バカみたい
いつまでもあなたの名前を忘れられず
毎夜毎夜あなたのとなりにいる夢を見て
一日一日美しくなっていく過去に見惚れる
あなたがカッコいいと言っていた人になれるように努力する
あなたが好きと言ったものが今になって好きになったよ
僕が嫌いだったアイツをあなたが好きになる理由が今ならわかるかもしれない
それでもあなたが僕に気付いてくれることを願ってしまう
幻想だとしても悪夢だとしてもあなたと向かい合って話せる日を待ち続けている
あなたをずっと想い焦がれている
きっとあり得なくても信じて待つ
いつか革命が起こるかもしれない
一縷の望みを捨てられない僕はバカでしょうか
バカならあなたにバカみたいと笑ってもらえたら嬉しくて
恥ずかしくて、生きようと思えるから
二人ぼっち
この広い地球に私たちは二人ぼっち
あなたは私を、私はあなたを永久に愛し続けている
何も見えない夜がやって来てもあなたの心音が私に寄り添う
穏やかだけど確かにそこにいる
そして私の体を熱くさせる
この熱が孤独な世界で生きる灯火となる
冷たい目やため息に塗れた街で煌々と燃えている
これからもあなたは此処で行き続けていくのでしょ
二人で何処か遠く、誰もいないずっと遠くへ行けたらいいのにね
いつまでも私をあなたのものにしてほしいけど、いつか終わりが来てしまうのよ
悲しい別れをあなたは仕方ないと容易く言ってしまうけど、
「悲しいことは無ければいいのに」
って言ってもあなたは笑ってるだけね
じゃあね
私はあなたの中で生きていくよ
夢が醒める前に
僕のことを覚えていますか。
あの頃より僕は少しくらい君に届く大人になれているかな。
君とは時々夢で会ったような気がする。
君の顔を見ると悲しくなるんだ
夢だとわかっているから触れても君の温かさがわからない。
声もあの頃のまま、今の君はもっと大人の雰囲気のはずだ。
今の君とは違う夢の中の君。
君は誰?と聞いても答えは君の名前。
この広い世界でまた君に出逢えることはないから夢の中で
たまに会えるだけでよかった。
現で会えてしまうと君が魅力的すぎてお話できないから。
君の顔を見ていると今回でもう君とは夢でも会えなくなりそうだ。
それなら最後くらい全て伝えてさよならにしよう。
君と会えてよかった。
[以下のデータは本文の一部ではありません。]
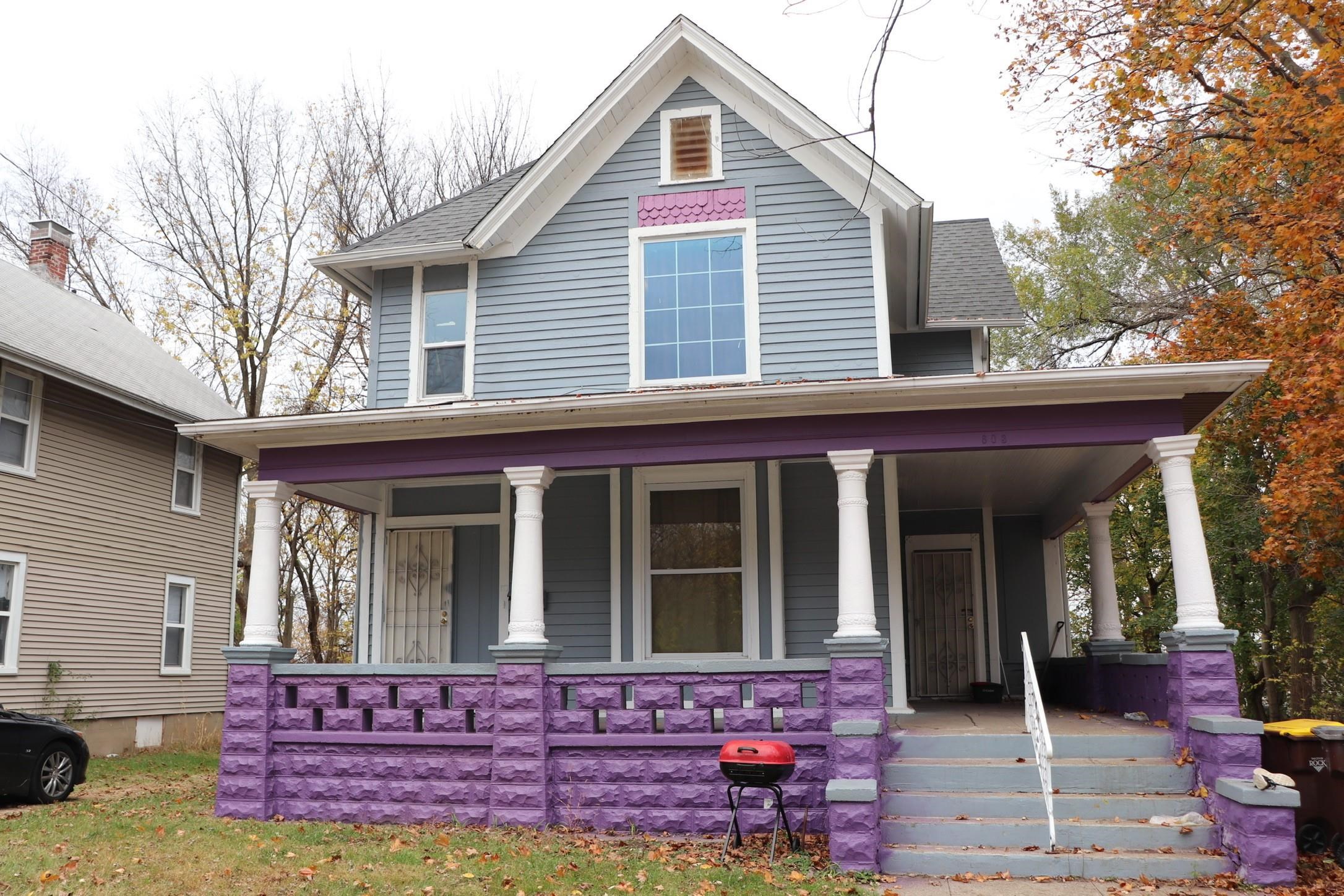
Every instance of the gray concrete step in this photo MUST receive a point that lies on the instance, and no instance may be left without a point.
(972, 746)
(1069, 775)
(956, 860)
(1007, 805)
(1003, 832)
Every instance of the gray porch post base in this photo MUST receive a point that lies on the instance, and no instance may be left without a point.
(517, 653)
(245, 743)
(259, 656)
(1096, 650)
(858, 703)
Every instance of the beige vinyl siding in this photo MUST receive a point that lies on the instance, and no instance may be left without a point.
(101, 538)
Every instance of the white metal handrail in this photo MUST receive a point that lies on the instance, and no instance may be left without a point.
(1040, 733)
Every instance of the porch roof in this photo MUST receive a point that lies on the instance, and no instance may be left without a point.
(1200, 389)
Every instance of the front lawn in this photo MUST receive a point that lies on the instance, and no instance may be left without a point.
(145, 825)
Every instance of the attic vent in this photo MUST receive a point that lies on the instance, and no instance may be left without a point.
(691, 145)
(691, 148)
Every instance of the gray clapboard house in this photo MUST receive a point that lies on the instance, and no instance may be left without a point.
(118, 535)
(686, 431)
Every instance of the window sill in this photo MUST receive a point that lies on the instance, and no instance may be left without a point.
(698, 180)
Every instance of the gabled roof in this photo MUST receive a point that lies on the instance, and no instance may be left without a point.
(69, 337)
(509, 211)
(968, 282)
(448, 222)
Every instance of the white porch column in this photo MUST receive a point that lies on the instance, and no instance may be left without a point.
(1103, 567)
(526, 616)
(1197, 608)
(858, 617)
(261, 625)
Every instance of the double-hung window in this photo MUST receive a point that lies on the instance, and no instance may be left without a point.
(696, 562)
(444, 344)
(19, 409)
(186, 476)
(694, 316)
(179, 597)
(12, 567)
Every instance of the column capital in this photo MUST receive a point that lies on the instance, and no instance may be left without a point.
(268, 489)
(538, 476)
(1167, 448)
(1098, 509)
(851, 461)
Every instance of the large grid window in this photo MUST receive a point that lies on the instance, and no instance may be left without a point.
(694, 309)
(12, 567)
(179, 597)
(18, 421)
(444, 343)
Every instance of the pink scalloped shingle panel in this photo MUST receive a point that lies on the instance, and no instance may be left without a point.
(692, 207)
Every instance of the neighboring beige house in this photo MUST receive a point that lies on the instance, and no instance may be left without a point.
(118, 536)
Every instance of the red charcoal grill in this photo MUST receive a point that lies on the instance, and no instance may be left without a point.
(757, 764)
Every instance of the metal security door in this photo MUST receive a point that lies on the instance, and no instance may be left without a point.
(942, 624)
(418, 600)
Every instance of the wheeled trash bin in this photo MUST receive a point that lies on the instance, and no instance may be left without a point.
(1312, 752)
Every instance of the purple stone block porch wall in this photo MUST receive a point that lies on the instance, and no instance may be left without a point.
(1199, 683)
(523, 747)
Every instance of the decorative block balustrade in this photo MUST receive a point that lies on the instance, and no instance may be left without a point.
(604, 746)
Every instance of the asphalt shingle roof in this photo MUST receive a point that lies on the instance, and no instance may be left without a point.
(967, 276)
(49, 325)
(449, 221)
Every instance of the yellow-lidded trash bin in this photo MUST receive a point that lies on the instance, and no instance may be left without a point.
(1311, 751)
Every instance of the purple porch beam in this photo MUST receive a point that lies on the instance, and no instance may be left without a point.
(744, 439)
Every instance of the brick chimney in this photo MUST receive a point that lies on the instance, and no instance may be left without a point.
(49, 250)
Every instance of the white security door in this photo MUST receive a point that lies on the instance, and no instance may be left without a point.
(418, 616)
(942, 624)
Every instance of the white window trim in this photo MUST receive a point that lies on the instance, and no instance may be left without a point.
(10, 664)
(30, 450)
(751, 297)
(707, 476)
(189, 614)
(194, 509)
(957, 541)
(416, 387)
(666, 120)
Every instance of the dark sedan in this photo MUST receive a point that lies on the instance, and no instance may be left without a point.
(41, 759)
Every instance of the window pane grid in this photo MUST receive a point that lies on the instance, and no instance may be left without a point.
(696, 309)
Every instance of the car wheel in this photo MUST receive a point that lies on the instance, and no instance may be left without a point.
(54, 775)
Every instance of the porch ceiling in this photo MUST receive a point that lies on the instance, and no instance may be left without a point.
(1050, 481)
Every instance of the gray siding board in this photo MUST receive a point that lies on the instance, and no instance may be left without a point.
(476, 587)
(932, 354)
(811, 546)
(577, 563)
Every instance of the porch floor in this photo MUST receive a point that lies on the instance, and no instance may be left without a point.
(963, 717)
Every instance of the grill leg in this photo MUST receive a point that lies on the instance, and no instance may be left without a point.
(733, 824)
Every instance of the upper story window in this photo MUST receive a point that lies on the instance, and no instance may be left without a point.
(12, 567)
(442, 321)
(692, 147)
(19, 402)
(179, 600)
(694, 311)
(186, 476)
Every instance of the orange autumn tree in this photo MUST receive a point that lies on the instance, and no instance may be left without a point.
(1238, 109)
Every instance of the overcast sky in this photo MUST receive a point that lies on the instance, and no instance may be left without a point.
(82, 72)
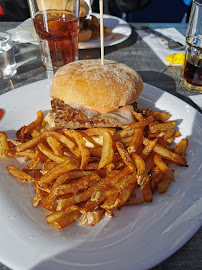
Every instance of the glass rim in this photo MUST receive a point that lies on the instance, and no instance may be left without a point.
(6, 38)
(197, 2)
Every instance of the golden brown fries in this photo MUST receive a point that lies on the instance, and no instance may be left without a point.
(90, 173)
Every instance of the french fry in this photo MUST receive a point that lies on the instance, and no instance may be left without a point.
(67, 165)
(63, 139)
(67, 220)
(139, 164)
(34, 161)
(136, 140)
(110, 180)
(142, 123)
(134, 201)
(34, 124)
(146, 190)
(125, 156)
(163, 185)
(107, 150)
(162, 126)
(160, 164)
(92, 172)
(138, 116)
(181, 147)
(54, 145)
(49, 203)
(3, 144)
(148, 148)
(80, 184)
(17, 173)
(91, 218)
(48, 165)
(97, 131)
(165, 153)
(85, 154)
(50, 154)
(155, 179)
(30, 144)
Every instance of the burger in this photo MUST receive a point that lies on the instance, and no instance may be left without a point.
(86, 94)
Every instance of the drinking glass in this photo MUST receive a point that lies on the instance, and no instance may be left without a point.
(7, 57)
(57, 26)
(191, 77)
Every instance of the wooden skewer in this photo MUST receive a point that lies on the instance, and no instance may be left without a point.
(101, 32)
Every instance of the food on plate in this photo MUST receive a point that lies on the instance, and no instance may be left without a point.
(1, 114)
(86, 94)
(83, 173)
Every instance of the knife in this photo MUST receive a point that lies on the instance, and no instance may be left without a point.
(172, 44)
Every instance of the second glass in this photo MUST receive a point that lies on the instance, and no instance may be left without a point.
(191, 77)
(57, 27)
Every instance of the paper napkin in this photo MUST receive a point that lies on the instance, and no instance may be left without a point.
(160, 45)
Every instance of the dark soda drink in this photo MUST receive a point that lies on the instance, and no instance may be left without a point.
(58, 37)
(193, 65)
(192, 70)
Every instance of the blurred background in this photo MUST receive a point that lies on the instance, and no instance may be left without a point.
(129, 10)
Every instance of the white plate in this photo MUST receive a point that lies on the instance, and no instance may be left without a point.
(24, 32)
(136, 238)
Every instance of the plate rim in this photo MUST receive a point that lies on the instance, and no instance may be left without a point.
(197, 226)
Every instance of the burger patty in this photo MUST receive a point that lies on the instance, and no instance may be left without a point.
(65, 116)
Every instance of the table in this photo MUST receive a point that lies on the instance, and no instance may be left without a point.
(135, 53)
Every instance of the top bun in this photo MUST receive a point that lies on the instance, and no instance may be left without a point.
(88, 83)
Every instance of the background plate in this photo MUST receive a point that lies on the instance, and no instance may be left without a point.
(139, 236)
(25, 32)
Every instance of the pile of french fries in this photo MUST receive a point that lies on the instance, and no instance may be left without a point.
(87, 174)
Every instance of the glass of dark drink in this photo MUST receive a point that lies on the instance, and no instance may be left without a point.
(191, 77)
(57, 26)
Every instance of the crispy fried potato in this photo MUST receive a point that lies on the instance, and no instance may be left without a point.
(160, 164)
(91, 218)
(92, 172)
(136, 140)
(125, 156)
(67, 165)
(107, 150)
(165, 153)
(3, 144)
(85, 154)
(17, 173)
(139, 124)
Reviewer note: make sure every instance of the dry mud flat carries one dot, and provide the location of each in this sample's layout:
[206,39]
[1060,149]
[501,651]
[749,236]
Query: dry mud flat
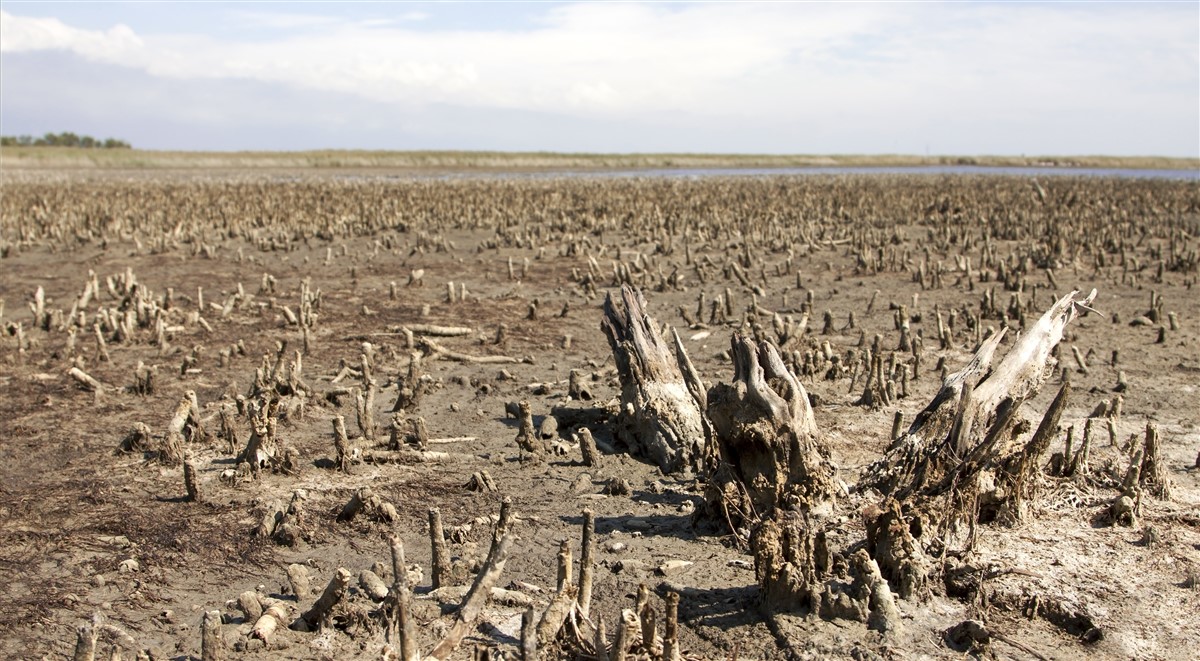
[229,400]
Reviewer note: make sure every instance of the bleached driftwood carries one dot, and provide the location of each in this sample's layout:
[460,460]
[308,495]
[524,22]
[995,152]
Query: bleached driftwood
[661,395]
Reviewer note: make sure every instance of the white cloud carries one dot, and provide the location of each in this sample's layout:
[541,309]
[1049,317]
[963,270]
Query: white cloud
[22,34]
[892,66]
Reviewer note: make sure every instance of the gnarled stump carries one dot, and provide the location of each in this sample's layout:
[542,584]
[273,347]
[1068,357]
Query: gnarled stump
[661,395]
[965,428]
[767,454]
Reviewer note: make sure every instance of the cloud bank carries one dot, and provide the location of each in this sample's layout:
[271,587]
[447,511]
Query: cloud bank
[954,78]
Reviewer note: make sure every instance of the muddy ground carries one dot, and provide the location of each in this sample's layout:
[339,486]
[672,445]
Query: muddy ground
[85,529]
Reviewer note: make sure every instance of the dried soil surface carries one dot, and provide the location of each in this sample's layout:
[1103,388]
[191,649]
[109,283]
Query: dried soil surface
[85,529]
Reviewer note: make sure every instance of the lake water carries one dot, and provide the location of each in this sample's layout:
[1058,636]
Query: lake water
[702,173]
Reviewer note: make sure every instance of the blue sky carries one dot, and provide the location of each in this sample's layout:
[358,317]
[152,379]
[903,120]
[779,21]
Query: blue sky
[963,78]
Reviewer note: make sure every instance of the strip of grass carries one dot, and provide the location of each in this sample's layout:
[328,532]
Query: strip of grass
[22,157]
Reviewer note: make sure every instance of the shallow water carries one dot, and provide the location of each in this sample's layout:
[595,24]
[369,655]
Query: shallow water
[702,173]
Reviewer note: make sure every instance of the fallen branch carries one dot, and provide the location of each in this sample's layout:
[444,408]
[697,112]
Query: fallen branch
[437,350]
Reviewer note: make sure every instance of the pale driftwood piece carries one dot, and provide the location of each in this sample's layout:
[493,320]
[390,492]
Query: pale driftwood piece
[85,642]
[435,330]
[527,437]
[569,416]
[139,439]
[250,606]
[529,635]
[587,563]
[437,350]
[591,456]
[767,451]
[481,481]
[299,581]
[556,614]
[211,646]
[413,456]
[1153,473]
[441,556]
[600,643]
[401,629]
[412,386]
[576,389]
[1030,462]
[565,570]
[663,398]
[473,604]
[190,482]
[963,412]
[317,617]
[273,618]
[625,631]
[647,618]
[372,586]
[143,379]
[85,379]
[341,445]
[671,629]
[883,616]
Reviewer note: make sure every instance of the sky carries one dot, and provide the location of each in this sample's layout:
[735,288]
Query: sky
[937,78]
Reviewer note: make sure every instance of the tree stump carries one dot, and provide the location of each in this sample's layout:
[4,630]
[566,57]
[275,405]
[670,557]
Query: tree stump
[661,395]
[767,454]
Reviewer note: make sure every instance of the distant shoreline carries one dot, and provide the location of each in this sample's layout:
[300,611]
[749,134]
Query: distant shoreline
[47,157]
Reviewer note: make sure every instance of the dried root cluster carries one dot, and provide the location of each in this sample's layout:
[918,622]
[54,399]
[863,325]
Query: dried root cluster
[321,428]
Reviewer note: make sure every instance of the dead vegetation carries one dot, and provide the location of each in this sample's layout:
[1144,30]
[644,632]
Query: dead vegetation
[294,437]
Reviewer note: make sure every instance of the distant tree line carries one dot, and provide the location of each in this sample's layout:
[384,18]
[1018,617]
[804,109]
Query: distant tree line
[64,139]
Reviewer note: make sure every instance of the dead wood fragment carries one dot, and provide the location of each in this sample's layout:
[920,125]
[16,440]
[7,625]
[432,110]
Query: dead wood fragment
[273,618]
[413,456]
[441,556]
[591,457]
[587,563]
[527,438]
[481,481]
[1153,473]
[529,635]
[767,454]
[85,379]
[250,605]
[85,642]
[190,482]
[211,646]
[139,439]
[671,650]
[372,586]
[318,617]
[341,445]
[576,389]
[365,500]
[401,626]
[437,350]
[663,398]
[299,581]
[475,599]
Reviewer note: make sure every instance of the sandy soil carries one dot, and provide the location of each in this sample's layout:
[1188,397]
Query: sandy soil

夢が醒める前に伝えられてよかった。
さよなら、長かった夢。
さて、朝日を拝もうか。
不条理
世の中が不条理しかないと嘆くのは誰にでもできる。
次へ次へと雪崩れ込んでくる不条理の波を乗りこなし
時には上手く躱さないと社会に飲み込まれてしまう。
ただ生きているだけで不条理の渦へと巻き込まれている
なんて不条理だよな。
泣かないよ
もうここであなたとは会えないんだね。
毎日顔を合わせていたのに。
なんか……切ないというか寂しい感じがするね。
あなたの顔を真正面から見たのは初めてのような気がする。
いつもの当たり前が明日からなくなってしまうのに実感がわかなかった。
そうやって僕は大切なものが遠ざかっていくのを見送っていたようだ。
「行かないで」という言葉は心のドアを叩いても外へ飛び出すことはなかった。
一人、いなくなってしまった人を思い続ける春。
幾つ春を廻っても苦しみは旅の途中、私の中を彷徨う。
あなたは長い長い旅の最中なんだ。
きっとまた巡り会えるでしょ。
僕も旅立とう。
別れじゃないから泣かないよ。
旅立ちだから笑顔で送り出してよ。